Question

I was doing a problem in Scala and this is the summary of the task statement:

There is a list of integers (of length N, 0 < N < 10^5) and another integer S (0 < S < 10^15). You are required to find the minimal size of the minimal subset of the given list of which the sum of elements (in the subset) is greater than or equal to S.

Input is given as below:
4
4 12 8 10
4
4 13 30 100

Output for above example:
1
2
3
-1

First line is length of array, the second is the array of integers (0 < A[i] < 10^9), the third is the number of test cases (0 < T < 10^5) and the fourth contains the S (for each test case).

Here's what I tried: The elements selected do not matter. So I sorted the list of given integers largest first.

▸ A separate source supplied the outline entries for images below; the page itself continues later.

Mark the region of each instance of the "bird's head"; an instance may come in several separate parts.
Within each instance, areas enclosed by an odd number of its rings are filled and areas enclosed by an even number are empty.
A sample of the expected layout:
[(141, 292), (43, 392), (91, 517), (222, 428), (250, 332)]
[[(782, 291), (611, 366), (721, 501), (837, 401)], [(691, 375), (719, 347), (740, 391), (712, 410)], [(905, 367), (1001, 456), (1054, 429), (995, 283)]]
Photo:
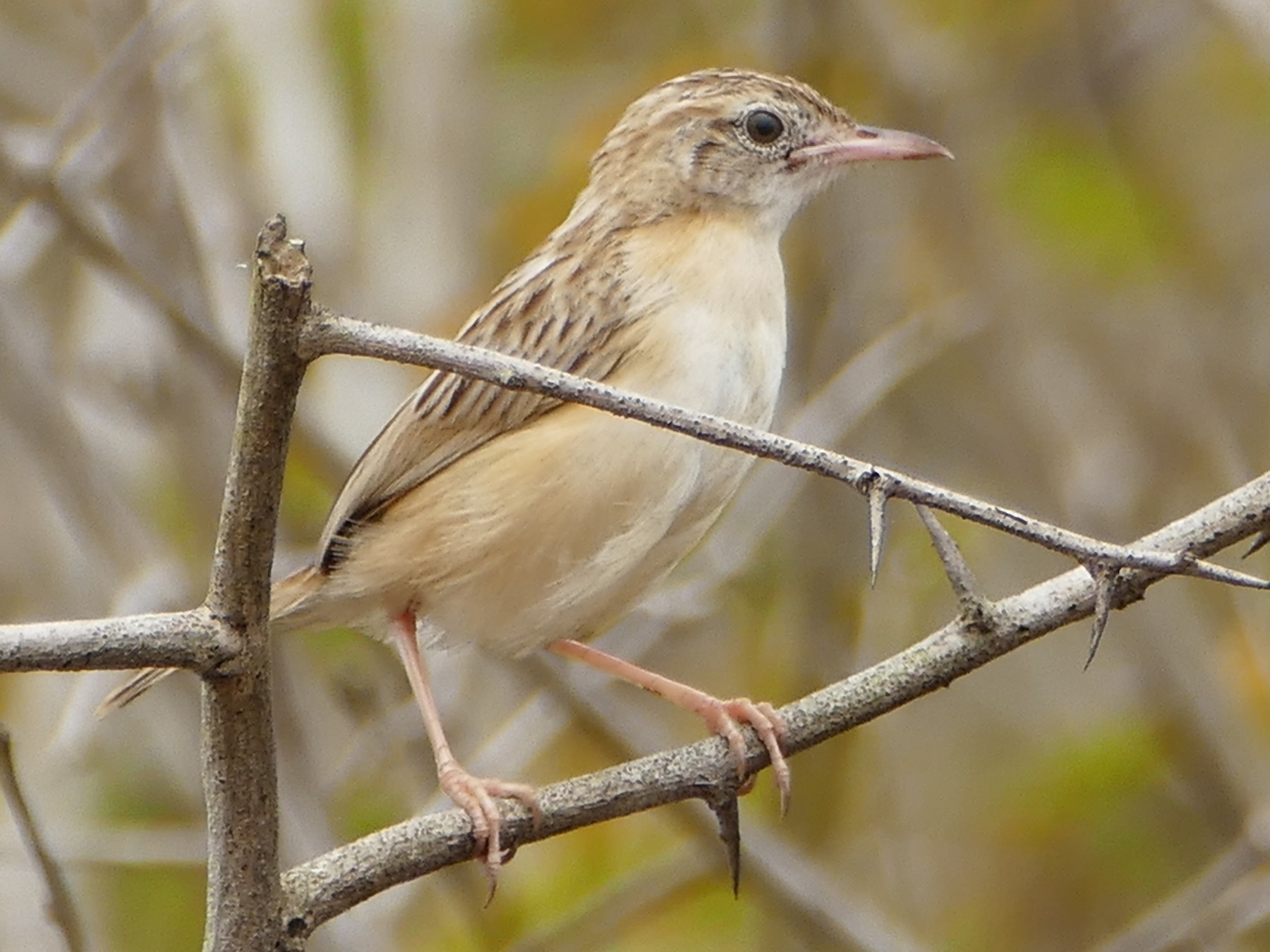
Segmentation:
[(798, 80), (702, 70), (626, 109), (591, 160), (588, 198), (615, 203), (636, 223), (720, 211), (784, 231), (853, 162), (936, 156), (951, 152), (912, 132), (861, 126)]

Then I selected the first one checked if its greater than S. If not, I selected the second element also, and so on until the sum becomes greater than or equal to S.

This algorithm works and I got many test cases correct. But I'm getting Time Limit Exceeded for some. If you can point out how I could make this faster or if there's a better way to do this, it would be much appreciated.

My code (Scala):

object Solution {
  def main(args: Array[String]) {
    val n = readInt()
    val arr: Array[Long] = readLine().split(" ").map(_.toLong).sortWith(_ > _)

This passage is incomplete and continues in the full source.